I always knew I had a heart murmur, some doctors could hear it, some couldn't. At a yearly physical, the doctor heard it and sent me to get an echocardiogram. During that exam in February 2008 they found I had a bicuspid aortic valve. The cardiologist I saw after to read me the results of the echo told me that I had the BAV, and that it didn't mean anything different for me, and that only SOME people need to have surgery later in life due to having one. Sent me on my way. By the way the cardiologist I saw is part of a group practice that is known to be the best in my area. I live in a Chicago suburb.

Anyhow, I got pregnant that March, had a baby in December of 2008, and then had another baby in December of 2009 (4 weeks ago). On December 12 2009, 5 days after giving birth, I got the worst headache in my life. I could feel my heartbeat in my head and I could not function. I had no choice but to go to the E.R. My husband took me, they did ct scans and mri's and ultrasounds. They couldn't explain my headache but I was feeling better because they put me on a Demerol drip.... They told me my gallbladder was bad and they would remove it the next day! I was shocked because I had no gallbladder symptoms. They also mentioned something about my heart, and I didn't understand the lingo or elaborate because they didn't make a big deal about it, and I was in so much pain I could careless. So the next morning my internist came in to talk to me about my gallbladder surgery. So we talked and he was walking out the door when he said oh yeah, lets talk about your aneurysm. I was shocked. I was like my what?!?!? He said yeah, you have an aneurysm on your ascending heart valve and drew a little picture for me on the dry erase board. I was in such shock.

He told me if I survived having 2 babies in one year, I was doing pretty good. He said the size of the aneurysm was 4.5cm. So fast forward, I followed up with his cardiologist that he recommended to me, which happened to be the same cardiologist I had seen in February of 2008.

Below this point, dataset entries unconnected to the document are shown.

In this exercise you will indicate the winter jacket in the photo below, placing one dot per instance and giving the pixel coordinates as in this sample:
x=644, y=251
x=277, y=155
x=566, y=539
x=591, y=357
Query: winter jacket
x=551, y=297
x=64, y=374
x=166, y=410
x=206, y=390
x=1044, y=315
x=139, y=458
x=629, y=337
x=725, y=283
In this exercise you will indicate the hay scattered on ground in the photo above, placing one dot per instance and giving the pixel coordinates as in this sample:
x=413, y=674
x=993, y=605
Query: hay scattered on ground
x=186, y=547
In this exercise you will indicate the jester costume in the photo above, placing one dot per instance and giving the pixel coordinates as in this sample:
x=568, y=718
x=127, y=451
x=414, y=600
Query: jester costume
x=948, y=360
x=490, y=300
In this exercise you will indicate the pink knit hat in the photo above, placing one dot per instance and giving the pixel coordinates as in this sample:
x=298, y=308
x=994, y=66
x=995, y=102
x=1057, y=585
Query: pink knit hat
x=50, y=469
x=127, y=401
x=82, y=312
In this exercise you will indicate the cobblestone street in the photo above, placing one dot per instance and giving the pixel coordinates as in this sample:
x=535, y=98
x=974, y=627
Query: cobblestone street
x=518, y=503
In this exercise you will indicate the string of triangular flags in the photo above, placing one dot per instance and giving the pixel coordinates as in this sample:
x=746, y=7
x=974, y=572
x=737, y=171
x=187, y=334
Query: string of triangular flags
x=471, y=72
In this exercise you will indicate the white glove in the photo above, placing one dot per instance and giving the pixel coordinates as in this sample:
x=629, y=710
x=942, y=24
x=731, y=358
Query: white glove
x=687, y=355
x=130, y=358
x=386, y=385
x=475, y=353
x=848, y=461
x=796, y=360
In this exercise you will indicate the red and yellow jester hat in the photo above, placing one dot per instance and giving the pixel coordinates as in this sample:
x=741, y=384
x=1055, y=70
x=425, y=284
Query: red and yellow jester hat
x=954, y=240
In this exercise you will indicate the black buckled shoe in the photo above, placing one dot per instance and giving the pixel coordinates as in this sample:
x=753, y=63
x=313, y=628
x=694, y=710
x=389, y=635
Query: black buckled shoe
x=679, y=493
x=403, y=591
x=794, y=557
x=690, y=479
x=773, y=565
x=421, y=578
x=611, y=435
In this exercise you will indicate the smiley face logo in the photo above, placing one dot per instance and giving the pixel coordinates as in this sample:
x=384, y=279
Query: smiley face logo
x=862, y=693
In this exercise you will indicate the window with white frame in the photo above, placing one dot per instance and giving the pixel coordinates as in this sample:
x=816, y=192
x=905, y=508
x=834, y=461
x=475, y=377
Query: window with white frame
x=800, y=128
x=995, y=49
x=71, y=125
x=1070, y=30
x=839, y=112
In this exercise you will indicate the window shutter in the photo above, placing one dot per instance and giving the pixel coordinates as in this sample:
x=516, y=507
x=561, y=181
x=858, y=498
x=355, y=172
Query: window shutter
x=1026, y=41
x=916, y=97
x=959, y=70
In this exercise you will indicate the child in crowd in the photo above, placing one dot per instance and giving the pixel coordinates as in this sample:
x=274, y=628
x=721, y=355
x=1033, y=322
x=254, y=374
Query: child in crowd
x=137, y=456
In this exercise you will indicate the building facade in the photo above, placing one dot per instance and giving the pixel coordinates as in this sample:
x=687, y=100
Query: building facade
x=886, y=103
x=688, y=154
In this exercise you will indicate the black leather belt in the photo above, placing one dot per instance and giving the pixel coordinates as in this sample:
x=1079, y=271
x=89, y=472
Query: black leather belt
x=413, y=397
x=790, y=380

I had all my reports sent to him, including the echo from 2008. At the visit with the cardiologist last week, he told me that in 2008 my aneursym was 4.2cm and that it is now 4.8cm. I was once again shocked, because in 2008 he NEVER mentioned aneurysm once. And now he is telling me it is 4.8cm and not 4.5 like they said at the hospital. He said for most people they operate at 5.5cm, but for me, they will operate at 5cm. He told me I would get the surgery at Northwestern Hospital in Chicago by Dr. McCarthy. I asked him what surgery would I as the exact name and he said it was an Aortic Valve Replacement with Ascending Valve Replacement.

He asked if I was done having kids and I told him I always wanted 4 but thank god I had 2 in the past year before I knew about this. I am 27 years old by the way. So he told me to come back in 6 months for another echo and to check growth.

Now, after all this information and having 2 little babies, I can not sit around for 6 months wondering if I am just going to burst one day. So I made an appt. with Dr. McCarthy's office for this week. I will get an echo there and they will talk to me about their opinions. I have done a lot of research on Dr. Patric McCarthy and feel very confident in his thoughts on when he thinks I should get the surgery.

Now I have been thinking, being told I can't have any more children is not something I was ready for. If nothing is wrong with my aortic valve other then it being bi cuspid, can't they just fix the aneurysm so I can have more children and worry about replacing the valve down the road? What can happen if it is not replaced? I didn't think to ask the doctor this when I was there. I will certainly ask the new doctor. It probably can't be done that way, but I am just trying to think of all of my options!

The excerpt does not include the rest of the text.